Lo más extraordinario del hidrógeno es su omnipresencia porque se encuentra en las dos terceras partes de la masa del universo y en el 90% de sus moléculas. Hay tanto hidrógeno en nuestro mundo que no existe otro elemento que abunde más. Las ondas electromagnéticas propiciaron el milagro de hacernos ver y oír a distancia para fomentar la sensación de un planeta sin reductos. Con el hidrógeno viene abundarse en ello: la energía que necesitamos para progresar no se esconderá ya bajo el suelo ni se acantonará en unos parajes. El hidrógeno, difundido sin límites, hace de la energía un don omnipresente y sin fin.
Por el momento, aislar el hidrógeno de sus alianzas moleculares resulta caro, pero nadie duda de que llegará a ser muy barato. En febrero de 1999, Islandia anunció un plan para convertirse en la primera economía del mundo basada en el hidrógeno, según cuenta Jeremy Rifkin (La economía del hidrógeno, Paidós). Poco después, en Hawai, se puso en marcha un proyecto similar y, en su último número, The Economist se refiere a los 12.000 millones de dólares que la Administración de Bush acaba de asignar al desarrollo de las pilas de combustible de hidrógeno y a los 21.000 millones de euros destinados por la Unión Europea al mismo fin.

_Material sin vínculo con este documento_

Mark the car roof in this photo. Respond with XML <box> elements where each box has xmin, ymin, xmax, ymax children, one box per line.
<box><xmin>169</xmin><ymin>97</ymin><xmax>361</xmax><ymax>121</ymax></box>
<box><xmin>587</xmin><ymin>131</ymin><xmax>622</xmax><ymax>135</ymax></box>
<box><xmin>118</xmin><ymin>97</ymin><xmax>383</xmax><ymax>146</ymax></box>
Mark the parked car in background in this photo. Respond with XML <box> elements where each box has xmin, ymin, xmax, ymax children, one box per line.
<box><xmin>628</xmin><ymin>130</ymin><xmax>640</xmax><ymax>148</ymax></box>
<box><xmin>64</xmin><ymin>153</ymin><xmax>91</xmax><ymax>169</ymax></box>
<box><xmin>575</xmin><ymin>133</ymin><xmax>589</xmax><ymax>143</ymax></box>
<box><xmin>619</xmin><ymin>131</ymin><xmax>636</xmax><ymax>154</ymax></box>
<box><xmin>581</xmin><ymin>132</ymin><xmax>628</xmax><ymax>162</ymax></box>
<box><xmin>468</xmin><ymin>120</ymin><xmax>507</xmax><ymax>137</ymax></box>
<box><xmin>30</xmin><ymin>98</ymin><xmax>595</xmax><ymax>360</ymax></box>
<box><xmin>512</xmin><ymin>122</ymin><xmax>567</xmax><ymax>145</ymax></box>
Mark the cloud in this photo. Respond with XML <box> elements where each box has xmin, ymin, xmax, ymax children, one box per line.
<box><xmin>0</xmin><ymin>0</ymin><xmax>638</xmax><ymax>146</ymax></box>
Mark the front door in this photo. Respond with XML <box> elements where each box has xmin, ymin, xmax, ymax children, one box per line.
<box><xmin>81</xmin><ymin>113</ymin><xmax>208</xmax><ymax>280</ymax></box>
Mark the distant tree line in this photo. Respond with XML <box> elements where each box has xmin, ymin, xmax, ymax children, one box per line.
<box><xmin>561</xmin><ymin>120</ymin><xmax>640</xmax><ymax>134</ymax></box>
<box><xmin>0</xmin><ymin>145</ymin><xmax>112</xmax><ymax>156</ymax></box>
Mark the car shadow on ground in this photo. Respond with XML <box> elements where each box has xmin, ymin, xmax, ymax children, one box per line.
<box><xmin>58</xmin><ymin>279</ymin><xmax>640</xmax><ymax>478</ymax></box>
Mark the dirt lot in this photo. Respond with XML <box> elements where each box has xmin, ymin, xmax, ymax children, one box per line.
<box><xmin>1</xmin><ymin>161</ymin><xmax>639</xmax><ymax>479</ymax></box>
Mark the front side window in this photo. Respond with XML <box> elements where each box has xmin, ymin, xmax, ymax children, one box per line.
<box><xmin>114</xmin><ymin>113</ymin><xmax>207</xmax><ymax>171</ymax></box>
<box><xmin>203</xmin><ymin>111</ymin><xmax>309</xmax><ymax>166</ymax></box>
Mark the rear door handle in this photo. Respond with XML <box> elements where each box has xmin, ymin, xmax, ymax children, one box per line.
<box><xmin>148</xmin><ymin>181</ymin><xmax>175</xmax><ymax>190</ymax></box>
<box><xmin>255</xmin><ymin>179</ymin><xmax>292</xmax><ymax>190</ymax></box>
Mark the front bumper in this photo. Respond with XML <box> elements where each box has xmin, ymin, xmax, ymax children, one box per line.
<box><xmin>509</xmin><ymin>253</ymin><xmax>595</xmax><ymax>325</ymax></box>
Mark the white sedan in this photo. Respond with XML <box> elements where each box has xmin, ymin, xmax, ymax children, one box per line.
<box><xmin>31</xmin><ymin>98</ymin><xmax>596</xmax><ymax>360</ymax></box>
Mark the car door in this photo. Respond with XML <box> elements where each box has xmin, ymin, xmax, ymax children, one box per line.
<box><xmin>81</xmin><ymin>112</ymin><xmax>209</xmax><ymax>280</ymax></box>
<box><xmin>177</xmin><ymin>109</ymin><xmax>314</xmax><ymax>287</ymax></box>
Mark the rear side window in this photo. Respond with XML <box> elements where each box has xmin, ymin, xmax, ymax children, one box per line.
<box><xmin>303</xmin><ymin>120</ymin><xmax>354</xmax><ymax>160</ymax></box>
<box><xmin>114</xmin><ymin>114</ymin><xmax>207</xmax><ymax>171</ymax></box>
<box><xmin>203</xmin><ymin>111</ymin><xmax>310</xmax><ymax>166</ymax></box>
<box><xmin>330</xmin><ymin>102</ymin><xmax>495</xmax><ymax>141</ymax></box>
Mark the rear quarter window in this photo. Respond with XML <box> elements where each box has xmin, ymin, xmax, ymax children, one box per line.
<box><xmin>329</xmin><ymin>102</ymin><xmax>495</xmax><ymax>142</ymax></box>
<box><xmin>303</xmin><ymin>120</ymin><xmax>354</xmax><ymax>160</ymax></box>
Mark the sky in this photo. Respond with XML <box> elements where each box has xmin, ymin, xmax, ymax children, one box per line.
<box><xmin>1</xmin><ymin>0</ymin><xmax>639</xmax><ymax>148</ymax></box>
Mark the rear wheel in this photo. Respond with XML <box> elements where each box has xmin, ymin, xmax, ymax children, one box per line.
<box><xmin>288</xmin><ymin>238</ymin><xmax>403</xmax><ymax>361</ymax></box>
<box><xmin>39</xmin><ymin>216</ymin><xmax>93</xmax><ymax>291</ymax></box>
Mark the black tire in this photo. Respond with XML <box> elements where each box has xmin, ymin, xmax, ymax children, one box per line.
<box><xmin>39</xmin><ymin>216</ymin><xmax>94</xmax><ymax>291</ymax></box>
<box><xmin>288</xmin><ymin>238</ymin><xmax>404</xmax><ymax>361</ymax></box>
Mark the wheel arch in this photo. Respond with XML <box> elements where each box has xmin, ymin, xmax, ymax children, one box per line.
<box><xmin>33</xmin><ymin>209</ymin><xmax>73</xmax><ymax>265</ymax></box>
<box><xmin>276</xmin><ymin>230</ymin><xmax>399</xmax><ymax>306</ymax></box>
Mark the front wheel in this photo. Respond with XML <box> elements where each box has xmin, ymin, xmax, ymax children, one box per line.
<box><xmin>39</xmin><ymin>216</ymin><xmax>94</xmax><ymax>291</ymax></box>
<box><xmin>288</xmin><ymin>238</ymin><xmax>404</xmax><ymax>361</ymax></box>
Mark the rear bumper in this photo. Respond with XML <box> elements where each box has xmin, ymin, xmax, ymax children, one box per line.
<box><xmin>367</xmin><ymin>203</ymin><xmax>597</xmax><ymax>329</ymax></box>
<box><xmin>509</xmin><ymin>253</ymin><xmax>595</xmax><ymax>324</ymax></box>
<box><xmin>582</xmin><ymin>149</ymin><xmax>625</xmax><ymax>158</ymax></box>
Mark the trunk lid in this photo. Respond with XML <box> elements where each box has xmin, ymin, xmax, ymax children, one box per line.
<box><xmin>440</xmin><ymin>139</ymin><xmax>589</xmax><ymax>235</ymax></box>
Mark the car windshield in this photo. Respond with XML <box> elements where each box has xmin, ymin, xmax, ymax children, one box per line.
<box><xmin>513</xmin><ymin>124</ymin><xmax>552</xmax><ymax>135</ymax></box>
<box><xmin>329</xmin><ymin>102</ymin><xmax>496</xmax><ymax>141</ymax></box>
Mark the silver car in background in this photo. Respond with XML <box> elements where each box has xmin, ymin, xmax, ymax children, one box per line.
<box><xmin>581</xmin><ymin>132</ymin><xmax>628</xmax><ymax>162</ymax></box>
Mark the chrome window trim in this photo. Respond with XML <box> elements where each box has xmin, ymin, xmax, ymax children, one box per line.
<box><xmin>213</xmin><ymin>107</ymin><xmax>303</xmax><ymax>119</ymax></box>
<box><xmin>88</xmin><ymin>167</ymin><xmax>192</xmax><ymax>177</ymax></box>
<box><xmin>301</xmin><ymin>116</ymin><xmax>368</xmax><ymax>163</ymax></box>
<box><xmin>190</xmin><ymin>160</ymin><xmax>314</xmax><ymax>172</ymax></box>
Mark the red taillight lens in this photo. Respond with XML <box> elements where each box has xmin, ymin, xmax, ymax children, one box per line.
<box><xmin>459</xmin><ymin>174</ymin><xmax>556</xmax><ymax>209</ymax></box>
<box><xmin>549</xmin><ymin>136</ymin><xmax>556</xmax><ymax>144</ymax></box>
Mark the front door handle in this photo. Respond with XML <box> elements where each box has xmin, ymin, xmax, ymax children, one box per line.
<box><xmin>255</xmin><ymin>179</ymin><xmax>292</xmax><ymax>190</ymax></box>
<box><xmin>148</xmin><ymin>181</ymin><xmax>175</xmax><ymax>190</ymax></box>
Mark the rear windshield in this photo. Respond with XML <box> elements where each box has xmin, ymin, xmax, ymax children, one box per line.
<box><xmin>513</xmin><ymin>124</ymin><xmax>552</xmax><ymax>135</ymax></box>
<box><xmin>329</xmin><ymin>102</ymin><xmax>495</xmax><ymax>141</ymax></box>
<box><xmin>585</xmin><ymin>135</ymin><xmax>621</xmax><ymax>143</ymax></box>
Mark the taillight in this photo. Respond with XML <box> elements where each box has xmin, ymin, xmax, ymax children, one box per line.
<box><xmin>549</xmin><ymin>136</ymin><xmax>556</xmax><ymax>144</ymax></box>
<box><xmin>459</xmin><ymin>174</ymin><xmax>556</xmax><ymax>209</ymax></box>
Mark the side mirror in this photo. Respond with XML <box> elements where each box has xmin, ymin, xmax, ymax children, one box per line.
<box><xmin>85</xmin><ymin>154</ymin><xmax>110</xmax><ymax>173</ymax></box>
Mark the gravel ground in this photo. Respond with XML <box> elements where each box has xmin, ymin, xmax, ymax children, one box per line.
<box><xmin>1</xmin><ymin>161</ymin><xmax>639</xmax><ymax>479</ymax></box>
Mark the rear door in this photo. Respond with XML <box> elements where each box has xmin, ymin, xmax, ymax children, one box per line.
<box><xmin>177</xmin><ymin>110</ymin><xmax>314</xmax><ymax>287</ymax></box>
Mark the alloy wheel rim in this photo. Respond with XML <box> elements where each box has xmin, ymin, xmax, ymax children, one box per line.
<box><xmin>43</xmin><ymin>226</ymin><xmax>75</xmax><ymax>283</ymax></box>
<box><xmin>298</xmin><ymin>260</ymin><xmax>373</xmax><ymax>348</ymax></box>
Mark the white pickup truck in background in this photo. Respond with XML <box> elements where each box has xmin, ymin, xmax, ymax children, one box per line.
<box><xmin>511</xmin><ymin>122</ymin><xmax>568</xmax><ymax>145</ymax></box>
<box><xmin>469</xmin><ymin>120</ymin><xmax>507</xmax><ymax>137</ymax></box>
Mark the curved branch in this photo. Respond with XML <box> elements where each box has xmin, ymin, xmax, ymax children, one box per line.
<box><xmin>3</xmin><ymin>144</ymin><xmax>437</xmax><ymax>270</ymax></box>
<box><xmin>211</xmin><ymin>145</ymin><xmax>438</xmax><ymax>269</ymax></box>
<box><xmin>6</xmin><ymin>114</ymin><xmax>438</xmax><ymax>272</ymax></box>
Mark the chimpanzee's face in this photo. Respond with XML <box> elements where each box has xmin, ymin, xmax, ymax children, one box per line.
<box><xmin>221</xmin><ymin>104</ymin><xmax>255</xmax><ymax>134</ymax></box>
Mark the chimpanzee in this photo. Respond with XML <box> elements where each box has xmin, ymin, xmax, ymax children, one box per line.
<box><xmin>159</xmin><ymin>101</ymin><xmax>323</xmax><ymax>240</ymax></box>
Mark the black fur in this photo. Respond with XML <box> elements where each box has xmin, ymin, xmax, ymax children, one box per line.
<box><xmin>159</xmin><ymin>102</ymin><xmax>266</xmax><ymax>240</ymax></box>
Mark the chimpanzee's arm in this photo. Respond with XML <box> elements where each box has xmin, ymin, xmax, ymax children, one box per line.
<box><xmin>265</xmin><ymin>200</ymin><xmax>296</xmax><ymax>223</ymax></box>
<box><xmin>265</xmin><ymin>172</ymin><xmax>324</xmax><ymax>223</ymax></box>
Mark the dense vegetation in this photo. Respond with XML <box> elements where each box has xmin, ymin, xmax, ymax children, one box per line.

La diferencia entre los dos Occidentes consiste en que los norteamericanos siguen pensando en el petróleo como generador de la energía necesaria para aislar el hidrógeno, mientras los europeos, más verdes, aspiran a que sean las energías alternativas las que conduzcan a ese gas. De esta última manera se alcanzaría una ecuación idílica que enlazaría el sol o el viento al hidrógeno espiritual (H, para mayor transparencia), sin ruidos, sin residuos, sin manchas. Así, la inmaterialidad de la nueva economía se correspondería con una energía inmaterial y quién sabe si, además, con una política diáfana, una cultura invisible, una moral acristalada y una sexualidad abstracta.
Esta utopía extraña en la que todo desaparece ha empezado a crearse con Internet, mediante la informática, los wireless, pero el triunfo del hidrógeno puede significar su colofón supremo. ¿Una guerra que cambia sangre por petróleo? ¿Puede imaginarse un canje más matérico y grosero? Grandes compañías transnacionales como la Royal Dutch / Shell Group, Daimler-Chrysler o Norsk Hydro trabajan ahora denodadamente sobre un porvenir energético sin chapapotes ni humos. General Motors, Nissan Toyota, Ford, Honda o Mitsubishi preparan pulquérrimos coches de hidrógeno para antes de 2010 y se anuncian pilas de combustible con esta importante particularidad: los individuos, uno a uno, podrán producir su energía particular y desarrollar también conexiones para trasvasar excedentes o proveerse de kilovatios entre ellos dentro de una red mundial.
"La transformación de usuarios pasivos de la energía en productores autónomos de energía", decía la revista Wired, "es un proceso paralelo al desarrollo progresivo de la interactividad y la autonomía en la World Wide Web". El mundo se teje sin cesar y tupidamente. ¿Para el progreso más humano de la Humanidad? Nadie es capaz de asegurarlo plenamente porque a medida que la economía se ha hecho más impalpable ha mejorado su facilidad de manipulación y al compás de la desaparición de los núcleos de poder, el poder se ha vuelto más inaprehensible. Tan inasible que, al cabo, las relaciones de producción capitalista, el ascenso y descenso de los ciclos, las plagas de los despidos masivos o las mareas de las hambrunas y la emigración no parecen otra cosa que pálpitos de la propia Naturaleza, irremediables efectos supuestamente debidos al comportamiento incalculable de la fatalidad.